Rapetti, 49, was legally bound to ensure that the high-rise crane in Midtown East was properly fastened to the shell of a luxury apartment building under construction in March 2008, Assistant District Attorney Deborah Hickey said in closing arguments.
But instead of checking the condition of the $50 polyester straps that were supposed to secure the crane and replacing the shoddy ones, Rapetti was splitting his time between two jobs and passing off important responsibilities to employees who habitually cut corners, Hickey said.
"It would have been so easy to prevent this catastrophe," the ADA said.
But Rapetti and his attorneys argued that he is not to blame for the deadly crane collapse. They insisted Rapetti, who was charged with killing six of his own workers, was made a scapegoat in the investigation.
Rapetti's lawyer, Arthur Aidala, argued dozens of inspectors were supposed to have checked the site, including Department of Buildings inspector Edward Marquette, who was indicted in 2008 for lying about making safety inspections.
"What happened on that floor on that day happened so quickly that nobody really knows what happened," Aidala said.
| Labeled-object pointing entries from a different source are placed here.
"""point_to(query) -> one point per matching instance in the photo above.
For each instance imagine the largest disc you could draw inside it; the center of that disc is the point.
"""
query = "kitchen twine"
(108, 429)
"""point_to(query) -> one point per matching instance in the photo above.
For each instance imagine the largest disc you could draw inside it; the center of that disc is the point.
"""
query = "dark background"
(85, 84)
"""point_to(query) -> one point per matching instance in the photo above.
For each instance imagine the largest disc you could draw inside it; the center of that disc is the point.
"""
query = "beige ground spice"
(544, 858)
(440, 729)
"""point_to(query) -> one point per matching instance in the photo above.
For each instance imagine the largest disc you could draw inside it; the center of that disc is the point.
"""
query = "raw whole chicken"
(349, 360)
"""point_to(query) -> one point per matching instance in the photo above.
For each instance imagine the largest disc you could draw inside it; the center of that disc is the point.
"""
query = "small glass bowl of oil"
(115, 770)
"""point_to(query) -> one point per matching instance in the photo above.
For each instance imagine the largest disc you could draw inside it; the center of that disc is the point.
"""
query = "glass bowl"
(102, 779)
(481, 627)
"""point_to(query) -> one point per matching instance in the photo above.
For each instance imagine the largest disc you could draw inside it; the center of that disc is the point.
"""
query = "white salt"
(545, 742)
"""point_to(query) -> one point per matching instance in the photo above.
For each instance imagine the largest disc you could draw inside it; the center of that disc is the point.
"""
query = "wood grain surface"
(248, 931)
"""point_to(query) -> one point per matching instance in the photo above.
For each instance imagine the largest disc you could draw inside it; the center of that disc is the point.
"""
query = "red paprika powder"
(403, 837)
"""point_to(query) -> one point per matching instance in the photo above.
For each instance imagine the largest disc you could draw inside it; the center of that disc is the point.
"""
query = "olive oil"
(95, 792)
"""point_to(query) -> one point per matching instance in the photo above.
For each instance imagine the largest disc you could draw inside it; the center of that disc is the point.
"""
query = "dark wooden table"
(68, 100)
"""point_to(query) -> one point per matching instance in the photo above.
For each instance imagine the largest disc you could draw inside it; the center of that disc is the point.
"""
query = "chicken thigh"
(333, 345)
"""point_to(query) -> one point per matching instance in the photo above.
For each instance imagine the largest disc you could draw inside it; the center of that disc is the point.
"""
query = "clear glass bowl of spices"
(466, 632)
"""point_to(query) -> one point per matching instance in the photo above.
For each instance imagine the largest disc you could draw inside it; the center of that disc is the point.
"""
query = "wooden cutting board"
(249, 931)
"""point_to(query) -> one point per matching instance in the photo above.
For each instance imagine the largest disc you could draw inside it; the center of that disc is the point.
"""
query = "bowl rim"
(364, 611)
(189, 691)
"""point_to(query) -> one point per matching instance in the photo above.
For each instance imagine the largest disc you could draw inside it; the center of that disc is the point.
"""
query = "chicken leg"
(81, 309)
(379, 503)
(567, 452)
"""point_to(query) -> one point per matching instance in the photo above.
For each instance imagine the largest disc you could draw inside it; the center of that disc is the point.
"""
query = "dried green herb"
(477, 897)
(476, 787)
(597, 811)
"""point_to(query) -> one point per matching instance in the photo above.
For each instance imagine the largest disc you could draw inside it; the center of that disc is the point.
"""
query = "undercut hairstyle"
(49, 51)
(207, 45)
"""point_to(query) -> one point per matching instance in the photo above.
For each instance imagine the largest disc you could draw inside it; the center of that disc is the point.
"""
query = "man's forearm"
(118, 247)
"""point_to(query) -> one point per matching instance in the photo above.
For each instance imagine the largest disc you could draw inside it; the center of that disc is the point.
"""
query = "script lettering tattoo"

Manhattan Supreme Court Judge Roger Hayes is expected to deliver his verdict on Thursday morning, following what will have been about a month of emotional testimony in Rapetti's bench trial.
Rapetti was charged with manslaughter, criminally negligent homicide, assault and a tax crime.
The crane rigger, whose family has attended his entire trial, faces up to 15 years in prison if convicted of the top charge.